COVID-19 Postpones School Sports at SRHS

Delay of Game. With no games scheduled until at least January, the football field at Santa Rosa High School remains empty, but football coach Roy Keegan is hopeful that players and fans will be able to return to the field in January.  COVID has hampered SRHS sports since March when schools closed due to the pandemic.  “Other state high school games are allowing fans to attend using social distancing.”, Keegan said. “If we have to, we will mark off the stands so our friends and families can attend our games.”

Article & Photo By: Evan Mirante

The wrath of COVID-19 has brought the world to a standstill; sports have been no exception. Even as the professional leagues begin, fall sports at Santa Rosa High School have been pushed back. Many athletes, especially seniors who are hoping to finish their final year playing the sport they love, are frustrated at the decision to delay the season. 

Justin McManus, a senior, is disappointed that the football season has been postponed, especially since this is the last year he will be playing in high school. McManus, who has been playing football for five years, is a linebacker and running back for the team. He says as long as he has a season, eventually, he will be happy.

COVID-19 has changed the way that athletes and coaches will approach the new season.

“COVID has changed everything, from how we prepare for a season to monitoring grades and holding our players accountable,” said football coach Roy Keegan. “We have time to prepare for a January start to our season, but that also compresses the sports calendar for our multi-sport athletes.”

Instead of daily practices on the field, the football players have to adapt to zoom workouts and meets. “We have been doing zoom calls as a team to work out and get in the best shape we can since we can’t go to the school or the field,” said McManus. 

Rodrigo Guzman, a seventeen-year-old senior who plays baseball and football, says in addition to zoom calls, he has been working out and conditioning to keep in shape for the upcoming season.

Coach Keegan said the turn out for zoom workouts has been good and while he hopes the team can start practicing in person soon, he encourages his players to get in shape as best they can. 

“Our players know that when we are able to hit the field, they need to be in shape,” Keegan said. “As coaches, our biggest concern is our players sitting on a computer for six hours and then getting up to sit on the couch playing video games.”

Cross country coach, Carrie Joseph, has also had to adjust to keep her runners in shape. Over the summer they were able to practice but had to adhere to strict guidelines. “It involved a lot of paperwork and attention to details on the part of coaches,” she said. “It was not ideal, since the whole team couldn’t be together at the same time, but it was better than not being able to meet at all (like now).” 

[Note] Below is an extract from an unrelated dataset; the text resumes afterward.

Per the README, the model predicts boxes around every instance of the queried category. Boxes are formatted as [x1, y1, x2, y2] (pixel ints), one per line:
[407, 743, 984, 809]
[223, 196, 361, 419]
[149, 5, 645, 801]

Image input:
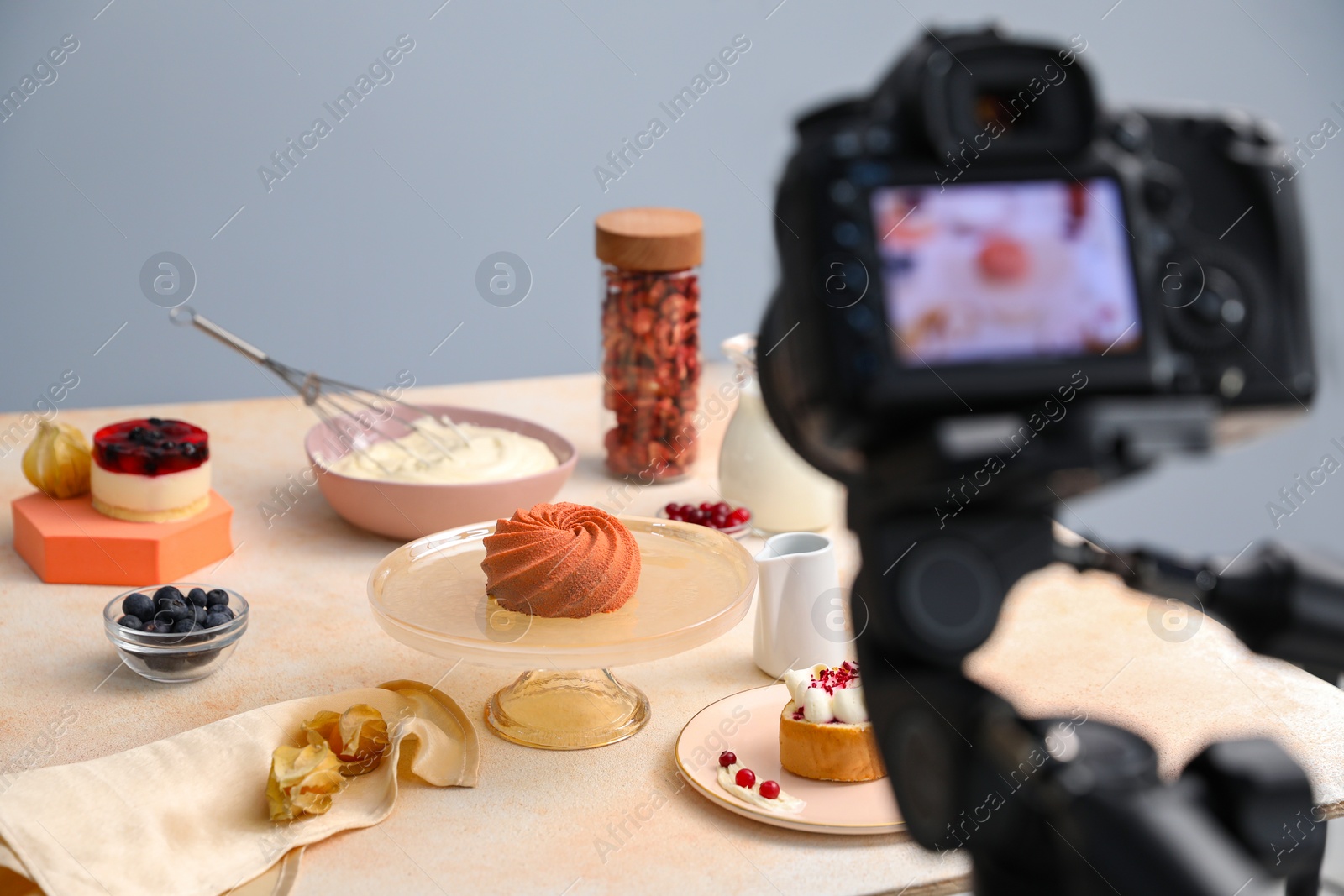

Joseph set up a Google Classroom, and posted suggested weekly training schedules while the runners posted their weekly training logs. She also hopes to restart in person practices in October since cross country is a no contact sport. But even though cross country is a no-contact sport, it doesn’t mean that track meets with 20+ teams will be happening anytime soon. 

If things improve and the players are allowed to practice, they will still have to adhere to protocols, including temperature checks, hand sanitizing, social distancing and no use of equipment.

Some seniors may be concerned about COVID-19 preventing them from getting a sports scholarship because of the season delays, but coach Keegan doesn’t seem to think this will be an issue.

“If a player has the grades, work ethic and can show they can play on film, the opportunities will be there,” Keegan said. “College sports is a business, and if a player can play, they will find them.”

Keegan said players who are still interested in trying to get scholarships can attach film from last year when they apply to college. Getting a scholarship for cross country should be the same according to Coach Joseph.

As for having fans at the games, coach Keegan hopes to invite friends and family to come using social distancing protocols, but if this isn’t possible, the home games might be streamed on the NFHS network. 

Guzman had something to say about not having fans at the games. “I would be absolutely disappointed if we couldn’t have fans because they give us motivation during the game with their yelling and chants,” he said. 

Even though COVID-19 has delayed the beginning of the sports season, the coaches and athletes are hopeful that the games and meets will begin eventually. Coach Keegan said it would be heartbreaking especially for the seniors if their season is taken away from them.

“They have been through so much with fires, power outages, excessive heat, etc.” Keegan said. “COVID is just the next thing they are dealing with, as all the students are.” 

While COVID-19 may have postponed school sports for now, it’s not going to keep the Panther spirit down for long.